Guitare électrique "ES 175 D", Gibson (marque), Kalamazoo, 1956, E.994.14.1. Guitare Jazz "Royal 2", Jacobacci frères, vers 1965, E.994.20.1. Guitare électrique type Telecaster, Fender (marque), Fullerton, 1957, E.997.8.3. Guitare électrique basse

What is it about boys and their toys? With some guys it’s cars, some it’s games, with me it’s guitars, especially electric guitars. I play guitar, though not especially well, and I don’t get geeky about what types pickup are fitted or how many frets they have but I just love guitars – the shape of them, the feel of them and of course the sound they make. When I see a really good guitar there is always that “must have it” sensation creeping over me, so much so that I rarely venture into a music shop for fear of walking out with something way more expensive than the set of strings I went in for. It’s a compulsion, I know, and do I really need another guitar to add to the already largely unplayed collection filling my house? I’m sure my wife would say no, but there is one that’s missing – a really top end Telecaster.

Guitare électrique "Telecaster"

For me, the Fender Telecaster has to be the definitive electric guitar, everything about it screams perfection. It’s an object of beauty, a masterpiece of design. It’s simple, no frills – one volume control, one tone control, one switch and that’s it. The basic shape hasn’t really changed since its initial launch in 1950s and while other guitars have come and gone, the Telecaster stays with us. It’s a versatile instrument, powerful yet equally capable of produce mellow sounds and is used in a wide range of musical styles – country, rock and jazz.

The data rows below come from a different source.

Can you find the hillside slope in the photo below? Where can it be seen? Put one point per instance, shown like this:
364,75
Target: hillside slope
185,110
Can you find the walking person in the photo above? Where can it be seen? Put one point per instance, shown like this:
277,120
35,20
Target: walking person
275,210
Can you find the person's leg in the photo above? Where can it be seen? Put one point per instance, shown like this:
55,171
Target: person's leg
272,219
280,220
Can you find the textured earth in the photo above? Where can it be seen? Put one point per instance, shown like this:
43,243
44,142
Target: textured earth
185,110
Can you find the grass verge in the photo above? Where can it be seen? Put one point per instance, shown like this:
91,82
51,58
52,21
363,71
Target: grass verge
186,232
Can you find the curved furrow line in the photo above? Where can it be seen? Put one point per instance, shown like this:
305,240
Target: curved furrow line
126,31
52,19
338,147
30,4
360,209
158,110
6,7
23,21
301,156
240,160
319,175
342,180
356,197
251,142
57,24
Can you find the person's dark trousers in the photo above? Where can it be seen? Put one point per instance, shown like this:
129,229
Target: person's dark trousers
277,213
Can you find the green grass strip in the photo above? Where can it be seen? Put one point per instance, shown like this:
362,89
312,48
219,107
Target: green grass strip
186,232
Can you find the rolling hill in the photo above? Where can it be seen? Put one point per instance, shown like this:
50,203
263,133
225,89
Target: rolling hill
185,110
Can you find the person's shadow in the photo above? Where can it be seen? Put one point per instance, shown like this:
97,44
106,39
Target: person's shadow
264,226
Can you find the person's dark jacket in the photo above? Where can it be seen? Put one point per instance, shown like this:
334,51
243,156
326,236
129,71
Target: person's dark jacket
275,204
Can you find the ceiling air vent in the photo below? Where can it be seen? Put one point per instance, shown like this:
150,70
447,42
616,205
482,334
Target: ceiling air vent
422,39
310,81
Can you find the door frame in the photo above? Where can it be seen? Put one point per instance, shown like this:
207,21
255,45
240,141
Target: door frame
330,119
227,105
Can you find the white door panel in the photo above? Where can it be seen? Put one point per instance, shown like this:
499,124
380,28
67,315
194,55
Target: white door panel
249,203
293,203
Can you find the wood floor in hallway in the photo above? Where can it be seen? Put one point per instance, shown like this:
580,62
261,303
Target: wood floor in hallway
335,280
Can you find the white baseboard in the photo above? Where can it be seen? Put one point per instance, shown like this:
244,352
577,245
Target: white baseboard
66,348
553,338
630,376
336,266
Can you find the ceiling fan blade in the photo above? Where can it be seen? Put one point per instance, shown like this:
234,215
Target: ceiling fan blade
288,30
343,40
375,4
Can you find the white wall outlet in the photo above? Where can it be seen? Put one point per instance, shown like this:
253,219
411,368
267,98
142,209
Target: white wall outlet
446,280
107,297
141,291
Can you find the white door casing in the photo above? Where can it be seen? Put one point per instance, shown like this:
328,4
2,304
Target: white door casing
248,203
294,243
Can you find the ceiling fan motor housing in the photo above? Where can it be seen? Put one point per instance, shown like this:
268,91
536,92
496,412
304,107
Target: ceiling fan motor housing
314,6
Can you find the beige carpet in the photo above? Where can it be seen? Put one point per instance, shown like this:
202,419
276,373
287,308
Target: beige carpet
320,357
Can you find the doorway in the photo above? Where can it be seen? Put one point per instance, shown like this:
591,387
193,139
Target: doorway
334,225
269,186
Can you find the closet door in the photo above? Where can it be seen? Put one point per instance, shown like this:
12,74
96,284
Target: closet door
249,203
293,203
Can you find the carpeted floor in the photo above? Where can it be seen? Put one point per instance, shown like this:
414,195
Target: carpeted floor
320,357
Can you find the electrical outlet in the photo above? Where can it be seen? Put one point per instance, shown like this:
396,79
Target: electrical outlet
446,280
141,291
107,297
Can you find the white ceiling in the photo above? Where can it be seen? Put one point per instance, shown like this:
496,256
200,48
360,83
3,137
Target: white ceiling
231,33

Guitare électrique Telecaster

It’s an American instrument and so it’s probably appropriate that it was that iconic image of Bruce Springsteen on the cover of the Born to Run album that first drew me to the Telecaster. But then as I started to look around I began to realise that it’s an instrument that has played a key part in British pop and rock music culture. George Harrison used one on the solo of the Beatles “Let It Be” as well as in the famous rooftop session, their last live performance, while Jimmy Page played one for the solo in the Led Zeppelin classic “Stairway to Heaven.” Then there’s the image of Joe Strummer, left leg stamping furiously as his Telecaster created the backbone of that essential Clash sound. And of course there’s Keith Richards, swaggering around the stage with his customised 5 string Tele strapped on like an extra limb. Love it!

Guitare électrique "Telecaster", Fender (marque), Fullerton, 1953, E.994.13.1, détail micro

In 1982 I had the privilege to witness the Rolling Stones sound check before the opening gig of their European tour, one of seven people in an otherwise empty theatre. The last band member onstage was Keith, staggering on, bottle of Jack Daniels in hand and definitely looking worse for wear. As the band warmed up, the guitar tech walked towards Keith, ready to hand him his instrument. Keith took a final swig of Jack, the tech strapped on his guitar and in an instant, on the count of 4, the staggering wreck became a guitar god. Playing a Telecaster, obviously… an American icon, a European dream.